- Use plenty of clothespins especially in the first few rows. They are your extra hands. One thing I notice when teaching is that students use too few clothespins. The basket above is not large yet I have 10 clothespins on it. As I weave higher up the walls of the basket I won't need as many.
- Clothespin your corners upright. You can see easier in the top photo that I have all four corners clothespinned upright. Keep these pinned also for the first few rows, then the clothespins in the corners can be removed.
- If you are a new weaver, select patterns that use at least 3/8" or wider weavers for your first few rows. The strength of a 3/8" weaver is strong enough to help get the sides of your basket going up straight quicker. In the photo, I am weaving with 1/4" flat reed. This is a very weak reed so I will need to use more clothespins and continue using quite a few clothespins for additional rows to ensure that my basket walls are going up straight.
- One e-mail mentioned that she was weaving with the basket upright like in the top photo and she was struggling. She noticed that I turned my basket on its side like in the bottom photo. If you turn your basket on its side to weave as in the bottom photo, this helps not only the stakes on the top, but also on the bottom take their proper upright shape. One thing you do not see in my videos that I will mention here; On my videos, I weave on the table so that my webcam can see and take the picture. When I weave without a camera, I weave in my lap! I lay my old towel in my lap and weave there. My lap works the same as the table in that I have my basket turned on its side as in the bottom photo. It is much more comfortable to weave in my lap and therefore I get a better finished product.
- When starting a row of weaving, get around the first corner and STOP. Take a moment to shape that corner, add clothespins if needed. Now weave across one side of the basket and around the second corner and STOP. Get this side of weaving adjusted as needed and the corner shaped. Continue on with this pattern of stopping after going around each corner so that you can shape each side and corner just the way you want it, not too tight and not too loose so that the sides of your basket will go straight up and down rather than bend inward or flair outward (unless that is the desired shape like in THIS basket which both flairs and bends). Take your time to get it just right with each row.
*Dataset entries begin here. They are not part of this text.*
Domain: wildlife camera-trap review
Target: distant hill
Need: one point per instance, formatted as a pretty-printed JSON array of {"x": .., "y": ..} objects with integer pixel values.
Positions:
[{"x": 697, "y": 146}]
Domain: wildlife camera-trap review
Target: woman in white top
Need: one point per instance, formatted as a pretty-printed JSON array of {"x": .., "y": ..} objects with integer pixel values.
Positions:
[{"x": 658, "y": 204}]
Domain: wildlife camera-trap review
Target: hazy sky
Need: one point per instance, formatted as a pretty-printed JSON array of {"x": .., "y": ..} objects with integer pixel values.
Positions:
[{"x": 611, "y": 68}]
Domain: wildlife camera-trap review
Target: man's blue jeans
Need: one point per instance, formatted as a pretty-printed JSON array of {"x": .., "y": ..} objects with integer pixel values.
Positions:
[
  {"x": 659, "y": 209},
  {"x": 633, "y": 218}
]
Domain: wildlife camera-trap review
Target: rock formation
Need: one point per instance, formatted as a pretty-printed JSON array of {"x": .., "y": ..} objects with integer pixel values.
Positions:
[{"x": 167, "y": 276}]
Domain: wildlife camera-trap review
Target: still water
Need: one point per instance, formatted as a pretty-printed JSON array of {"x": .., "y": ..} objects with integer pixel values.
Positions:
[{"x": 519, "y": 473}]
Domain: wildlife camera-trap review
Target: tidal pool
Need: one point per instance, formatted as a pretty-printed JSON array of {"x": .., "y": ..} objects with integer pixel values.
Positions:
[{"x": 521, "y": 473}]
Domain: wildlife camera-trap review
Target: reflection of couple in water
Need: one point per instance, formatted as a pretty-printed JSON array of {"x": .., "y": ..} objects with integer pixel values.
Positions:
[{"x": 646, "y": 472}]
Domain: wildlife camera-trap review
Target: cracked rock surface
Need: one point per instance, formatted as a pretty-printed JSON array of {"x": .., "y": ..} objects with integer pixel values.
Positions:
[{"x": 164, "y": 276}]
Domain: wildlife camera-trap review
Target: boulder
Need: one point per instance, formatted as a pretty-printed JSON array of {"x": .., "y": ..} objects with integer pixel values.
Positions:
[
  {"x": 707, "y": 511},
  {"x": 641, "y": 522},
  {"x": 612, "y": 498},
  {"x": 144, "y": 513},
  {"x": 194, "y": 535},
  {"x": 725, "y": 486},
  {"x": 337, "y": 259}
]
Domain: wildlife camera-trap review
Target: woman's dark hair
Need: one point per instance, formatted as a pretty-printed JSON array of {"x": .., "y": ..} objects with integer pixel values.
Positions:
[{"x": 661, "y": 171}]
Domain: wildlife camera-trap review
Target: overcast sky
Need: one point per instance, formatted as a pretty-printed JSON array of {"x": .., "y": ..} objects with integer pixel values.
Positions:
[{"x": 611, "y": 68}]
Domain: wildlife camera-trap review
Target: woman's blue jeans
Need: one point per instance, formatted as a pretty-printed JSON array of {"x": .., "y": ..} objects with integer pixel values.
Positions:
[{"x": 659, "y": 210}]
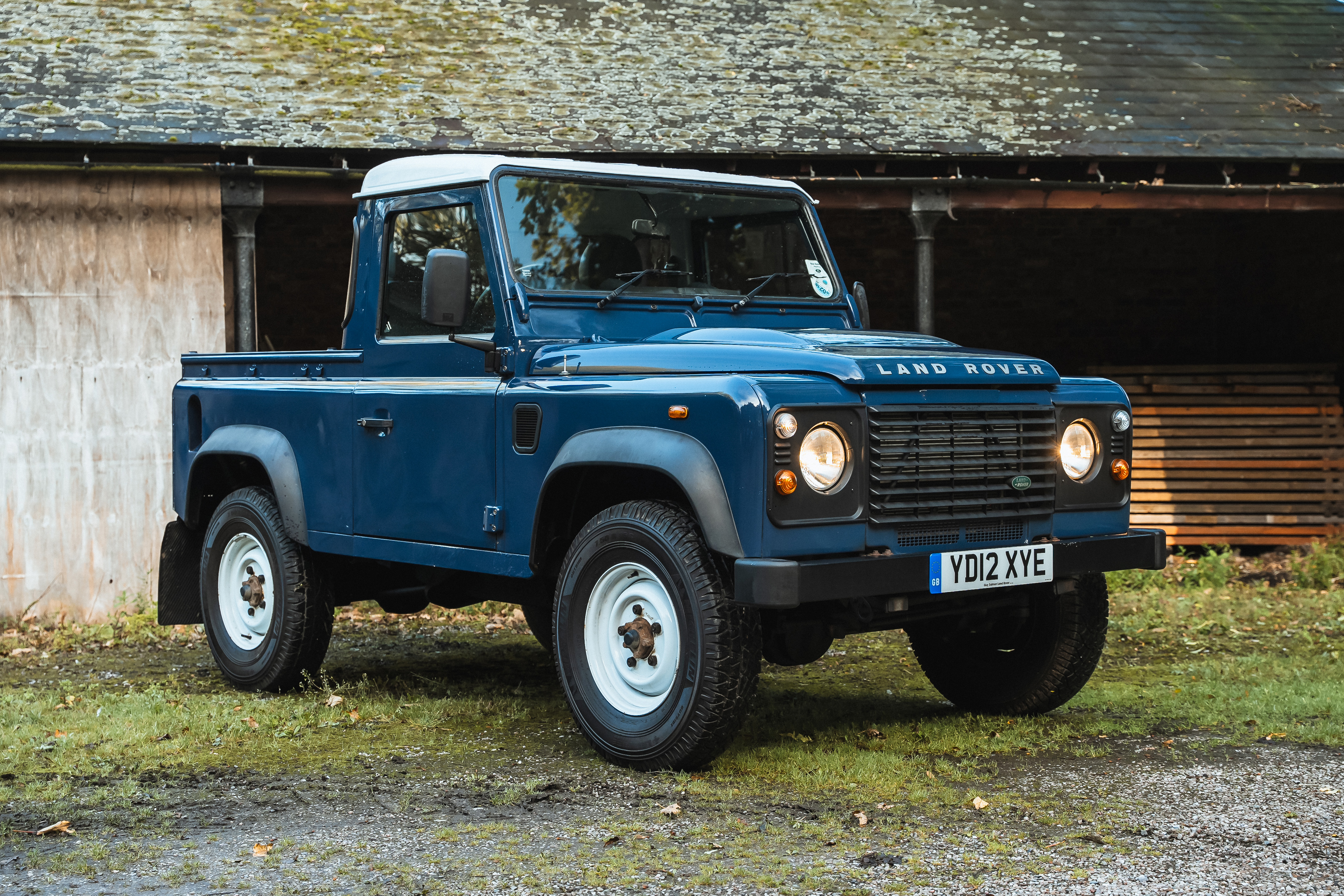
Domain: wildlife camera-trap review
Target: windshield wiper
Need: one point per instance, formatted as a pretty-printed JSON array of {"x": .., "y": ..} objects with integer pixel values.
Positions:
[
  {"x": 636, "y": 276},
  {"x": 764, "y": 284}
]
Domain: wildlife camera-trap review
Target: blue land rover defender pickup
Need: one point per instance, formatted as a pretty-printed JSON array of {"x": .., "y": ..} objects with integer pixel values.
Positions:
[{"x": 642, "y": 404}]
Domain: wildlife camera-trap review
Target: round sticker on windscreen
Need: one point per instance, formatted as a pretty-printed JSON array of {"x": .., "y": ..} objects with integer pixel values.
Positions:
[{"x": 820, "y": 280}]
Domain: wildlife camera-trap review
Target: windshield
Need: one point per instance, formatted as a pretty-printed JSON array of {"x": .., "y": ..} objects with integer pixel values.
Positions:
[{"x": 659, "y": 241}]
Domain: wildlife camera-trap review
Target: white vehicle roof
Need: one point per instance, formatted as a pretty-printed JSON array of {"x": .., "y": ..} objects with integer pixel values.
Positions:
[{"x": 427, "y": 172}]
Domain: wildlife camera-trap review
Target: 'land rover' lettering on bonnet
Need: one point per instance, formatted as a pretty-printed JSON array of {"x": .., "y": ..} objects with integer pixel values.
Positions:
[{"x": 971, "y": 369}]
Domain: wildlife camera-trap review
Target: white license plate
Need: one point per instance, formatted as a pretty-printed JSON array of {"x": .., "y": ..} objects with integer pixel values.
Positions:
[{"x": 992, "y": 569}]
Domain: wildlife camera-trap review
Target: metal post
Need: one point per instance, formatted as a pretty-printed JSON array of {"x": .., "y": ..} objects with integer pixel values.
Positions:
[
  {"x": 241, "y": 201},
  {"x": 928, "y": 206}
]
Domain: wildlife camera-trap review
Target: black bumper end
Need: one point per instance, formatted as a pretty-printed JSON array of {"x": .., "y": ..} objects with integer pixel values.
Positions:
[{"x": 781, "y": 585}]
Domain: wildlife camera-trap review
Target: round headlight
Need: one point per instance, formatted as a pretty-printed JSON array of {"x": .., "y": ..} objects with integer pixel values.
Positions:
[
  {"x": 823, "y": 458},
  {"x": 1078, "y": 451}
]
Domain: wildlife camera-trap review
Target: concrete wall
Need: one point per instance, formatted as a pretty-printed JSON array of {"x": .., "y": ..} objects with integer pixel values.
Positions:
[{"x": 104, "y": 283}]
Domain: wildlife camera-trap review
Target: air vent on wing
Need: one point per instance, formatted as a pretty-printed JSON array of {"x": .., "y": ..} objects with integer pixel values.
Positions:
[{"x": 527, "y": 428}]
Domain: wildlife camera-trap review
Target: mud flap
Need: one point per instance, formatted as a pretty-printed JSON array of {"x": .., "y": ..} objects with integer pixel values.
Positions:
[{"x": 179, "y": 575}]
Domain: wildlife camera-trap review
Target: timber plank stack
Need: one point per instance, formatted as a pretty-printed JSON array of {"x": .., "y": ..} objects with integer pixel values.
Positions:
[{"x": 1236, "y": 455}]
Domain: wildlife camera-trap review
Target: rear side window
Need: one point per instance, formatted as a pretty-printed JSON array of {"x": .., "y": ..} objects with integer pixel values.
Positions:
[{"x": 413, "y": 234}]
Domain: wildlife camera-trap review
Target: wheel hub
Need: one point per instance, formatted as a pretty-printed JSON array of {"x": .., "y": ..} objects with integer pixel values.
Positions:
[
  {"x": 630, "y": 622},
  {"x": 245, "y": 570}
]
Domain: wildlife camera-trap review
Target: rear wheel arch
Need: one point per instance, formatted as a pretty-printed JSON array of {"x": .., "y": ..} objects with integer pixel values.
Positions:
[{"x": 236, "y": 457}]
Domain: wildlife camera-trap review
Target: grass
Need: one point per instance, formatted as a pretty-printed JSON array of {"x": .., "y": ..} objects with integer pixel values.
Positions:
[{"x": 1197, "y": 659}]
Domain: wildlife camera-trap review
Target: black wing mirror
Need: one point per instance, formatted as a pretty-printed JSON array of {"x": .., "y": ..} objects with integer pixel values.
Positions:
[{"x": 447, "y": 287}]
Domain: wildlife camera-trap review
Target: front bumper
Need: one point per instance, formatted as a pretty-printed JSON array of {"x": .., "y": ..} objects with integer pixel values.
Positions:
[{"x": 781, "y": 585}]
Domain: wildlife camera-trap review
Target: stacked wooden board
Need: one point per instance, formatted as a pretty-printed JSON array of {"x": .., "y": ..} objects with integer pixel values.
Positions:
[{"x": 1236, "y": 455}]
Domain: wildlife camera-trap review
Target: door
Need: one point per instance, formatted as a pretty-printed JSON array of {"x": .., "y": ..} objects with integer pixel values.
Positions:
[{"x": 425, "y": 416}]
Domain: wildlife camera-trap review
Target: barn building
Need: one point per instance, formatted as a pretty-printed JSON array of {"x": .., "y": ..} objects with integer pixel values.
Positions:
[{"x": 1146, "y": 189}]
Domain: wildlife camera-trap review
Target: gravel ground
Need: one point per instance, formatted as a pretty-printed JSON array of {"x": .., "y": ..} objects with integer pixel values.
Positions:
[{"x": 1264, "y": 820}]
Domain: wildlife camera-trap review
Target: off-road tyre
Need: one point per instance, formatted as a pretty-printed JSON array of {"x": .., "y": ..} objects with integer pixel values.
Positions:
[
  {"x": 720, "y": 656},
  {"x": 1027, "y": 672},
  {"x": 300, "y": 625}
]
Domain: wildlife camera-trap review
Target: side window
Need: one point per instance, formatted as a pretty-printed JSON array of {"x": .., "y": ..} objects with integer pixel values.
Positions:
[{"x": 413, "y": 234}]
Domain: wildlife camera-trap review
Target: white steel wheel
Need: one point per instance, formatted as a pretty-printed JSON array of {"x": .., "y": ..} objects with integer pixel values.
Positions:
[
  {"x": 245, "y": 592},
  {"x": 627, "y": 593}
]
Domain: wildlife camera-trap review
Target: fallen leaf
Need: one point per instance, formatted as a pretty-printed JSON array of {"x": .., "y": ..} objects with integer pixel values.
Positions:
[
  {"x": 61, "y": 827},
  {"x": 869, "y": 860}
]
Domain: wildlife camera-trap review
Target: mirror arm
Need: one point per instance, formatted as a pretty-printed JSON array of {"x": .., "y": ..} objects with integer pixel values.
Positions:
[
  {"x": 519, "y": 296},
  {"x": 479, "y": 344}
]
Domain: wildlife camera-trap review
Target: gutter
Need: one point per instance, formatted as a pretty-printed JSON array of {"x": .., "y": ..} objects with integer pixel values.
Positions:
[
  {"x": 210, "y": 170},
  {"x": 1008, "y": 183}
]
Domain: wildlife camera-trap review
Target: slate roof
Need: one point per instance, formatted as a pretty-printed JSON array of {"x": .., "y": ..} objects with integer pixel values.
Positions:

- When lashing on a rim, remember rim material is considerably heaver than your other weaving material. It needs to soak longer so that you can bend it 90 degrees at each corner. What will happen if you don't is the top of your basket will be round or oval. Again, if that is your desired shape then ok, otherwise, be sure to soak it well and bend it well at each corner to keep that square shape.
- If the base of your basket is wobbly once it is woven, dampen it slightly and place a heavy book on your basket like a phone book. Let it set overnight to dry and it will be perfectly flat in the morning.
- Remember that shaping gets better with practice. The size of the basket in the photo above is a nice size to begin with for a new weaver, it is not too large or not too small. In the words of Goldilocks, "It is just right." For new weavers, be sure to start with some easier baskets to practice your shaping. Most patterns will identify themselves as either beginner, intermediate, or advanced. When you've done a few beginner patterns, spread your wings and try something more challenging. If you follow these tips and take your time, even your very first basket will be a beautiful work of art!